Sejak awal, rekam jejak capim KPK mustinya dijadikan sebagai pertimbangan kritis untuk menentukan siapa-siapa saja sosok yang pantas lolos tahap demi tahap. Terlebih, UU 30/2002 sudah memberikan syarat yang amat ketat bagi seorang pimpinan KPK yang diantaranya ia tidak pernah melakukan perbuatan tercela dan memiliki integritas moral yang tinggi serta reputasi yang baik. Pansel seyogianya menitikberatkan pada capim yang memiliki pamor baik dan tidak pernah memiliki rapot merah menyangkut pelanggaran etik maupun hukum. KPK tentu tidak bisa dipegang oleh orang sembarangan, apalagi yang mempunyai perangai kotor dan amoral. Terlebih, yang harus diingat, konsiderasi berdirinya KPK ialah untuk mewujudkan masyarakat yang adil, makmur dan sejahtera, sehingga pemberantasan korupsi perlu ditingkatkan secara profesional, intensif dan berkesinambungan. Pertanyaannya lalu, bagaimana tujuan masyarakat yang adil, makmur dan sejahtera itu terwujud kalau pucuk pimpinan tertinggi di KPK dipegang oleh orang-orang bermasalah ––bahkan secara moral?
Agaknya perlu diingat bahwasanya KPK lahir dari rahim reformasi. Ia menjadi lembaga yang hingga kini diyakini masih mampu menjawab problem korupsi yang terlanjur mewabah. KPK adalah lembaga yang diharapkan sanggup menyelematkan peradaban Indonesia setelah sebelumnya 32 tahun bangsa ini hidup di bawah rezim koruptif Orde Baru. Ia bagaikan oase di tengah kering-kerontangnya kerja pemberantasan korupsi oleh kepolisian, kejaksaan atau insitusi negara yang lain. Jangan sampai peradaban Indonesia hancur lantaran presiden salah memilih capim KPK.

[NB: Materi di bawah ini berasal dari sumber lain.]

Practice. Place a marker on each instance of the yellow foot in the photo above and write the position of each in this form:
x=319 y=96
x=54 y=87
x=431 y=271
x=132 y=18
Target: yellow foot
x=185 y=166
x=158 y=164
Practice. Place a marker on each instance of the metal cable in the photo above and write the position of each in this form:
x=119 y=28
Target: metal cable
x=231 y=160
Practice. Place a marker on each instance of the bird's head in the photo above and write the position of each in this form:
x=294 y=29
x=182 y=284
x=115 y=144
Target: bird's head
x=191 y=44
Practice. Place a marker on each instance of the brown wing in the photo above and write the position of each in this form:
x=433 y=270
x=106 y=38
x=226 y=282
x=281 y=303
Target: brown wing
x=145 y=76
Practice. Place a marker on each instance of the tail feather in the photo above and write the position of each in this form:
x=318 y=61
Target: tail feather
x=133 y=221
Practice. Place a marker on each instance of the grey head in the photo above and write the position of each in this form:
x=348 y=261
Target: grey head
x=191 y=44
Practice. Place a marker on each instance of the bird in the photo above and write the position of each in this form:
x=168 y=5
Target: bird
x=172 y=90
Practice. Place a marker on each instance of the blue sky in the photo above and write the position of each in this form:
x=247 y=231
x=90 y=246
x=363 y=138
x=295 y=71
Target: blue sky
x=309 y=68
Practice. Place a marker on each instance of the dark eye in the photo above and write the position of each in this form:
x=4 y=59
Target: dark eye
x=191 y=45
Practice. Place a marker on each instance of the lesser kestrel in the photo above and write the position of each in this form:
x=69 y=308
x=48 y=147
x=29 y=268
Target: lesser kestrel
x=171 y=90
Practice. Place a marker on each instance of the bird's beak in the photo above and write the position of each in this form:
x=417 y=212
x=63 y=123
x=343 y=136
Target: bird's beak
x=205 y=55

Sekarang masa depan KPK ada di tangan Presiden Joko Widodo. Jikalau presiden masih berpegang teguh pada visi-misinya yakni penegakkan sistem hukum yang bebas korupsi, bermartabat dan terpercaya yang di dalamnya terdapat agenda pencegahan dan pemberantasan korupsi, maka mau tidak mau, presiden harus berani mengambil keputusan: pertama mengevaluasi total kinerja pansel capim KPK dan kedua mengeliminasi calon-calon pimpinan KPK yang bermasalah, yang tidak punya tekad serius untuk menguatkan KPK. Sebab itu, hendaklah presiden tunduk pada kehendak rakyat yang menginginkan pimpinan KPK yang tidak pernah melakukan perbuatan tercela dan memiliki kecakapan, kejujuran, integritas moral yang tinggi serta reputasi yang baik sesuai dengan UU 30/2002. Presiden tidak boleh mengesampingkan kemauan rakyat dengan lebih mementingkan ambisi segolongan elit yang boleh jadi berintensi menghalangi agenda pemberantasan korupsi.
Bukankah bila mengacu pada Keputusan Presiden Nomor 54/P tahun 2019 tentang Pembentukan Panitia Seleksi (pansel) Pimpinan KPK Masa Jabatan 2019-2023, presiden juga menghendaki pimpinan KPK yang berintegritas? Presiden harus bertanggungjawab dengan keputusan yang dibuatnya sendiri.